Guardrails
I nearly shut down agiledrillsergeant.com at the start of the year. As it was coming up for renewal, I thought, why bother? I haven’t posted a comic in 3 years. I don’t really work as an agile coach anymore. It seemed to belong to a previous phase of my life. But because I can procrastinate past the point of action, the site got renewed and stayed available. What the hell, I thought, maybe there’s some agile coaches still left who can take some enjoyment from it.
Then, like my people I suspect, my work life got steam-rolled by AI around about February/March. I don’t mean by that, that I first heard of AI then, or that I looked at it for the first time. It was the first time, that it seemed that writing code with AI may actually be an economical option. It became clear that enough progress had been made that AI was not going away. That all my experience in software development would be a museum piece in 6 months time. At least that’s what it felt like!
I think the picture has become more nuanced since then.
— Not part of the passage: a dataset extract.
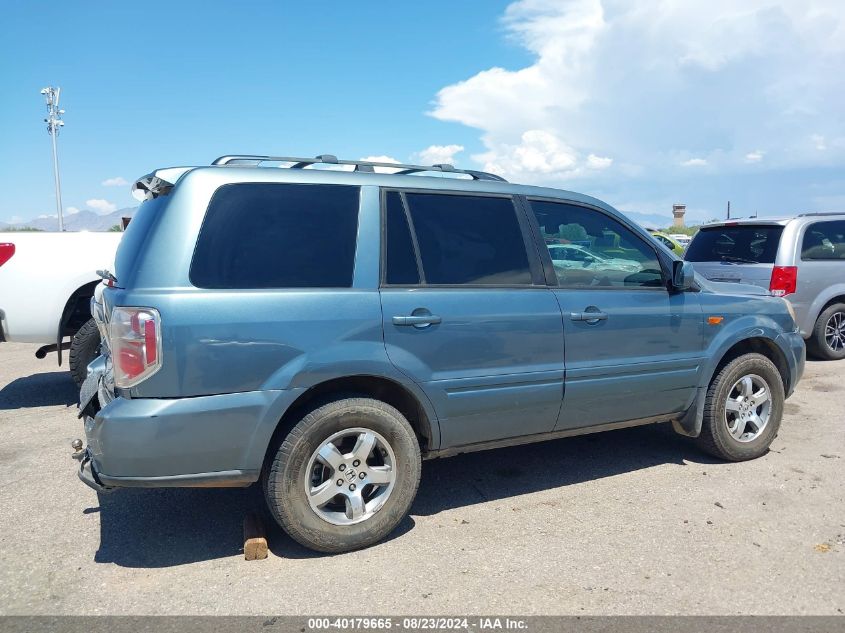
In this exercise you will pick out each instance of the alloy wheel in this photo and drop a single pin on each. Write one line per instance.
(350, 476)
(834, 332)
(748, 408)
I can see how you could create enough guardrails for AI to write usable code. However, that’s the short-term picture. These guardrails need to be maintained – and my theory is that to be cable to maintain the guardrails, you’ll still need to be able to program. You’ll have to still get your fingers dirty. I can imagine that certain issues around performance or architecture will not be solved optimally by an LLM trained on the median of GitHub. The devil is in the details.
I know there will be talk about feedback from the guardrails, self-correcting AI, production ready enterprise grade code. I just don’t buy it. It’s utopian – and no utopia has ever come to pass. AI will change how we develop software – just not the way the extremists imagine!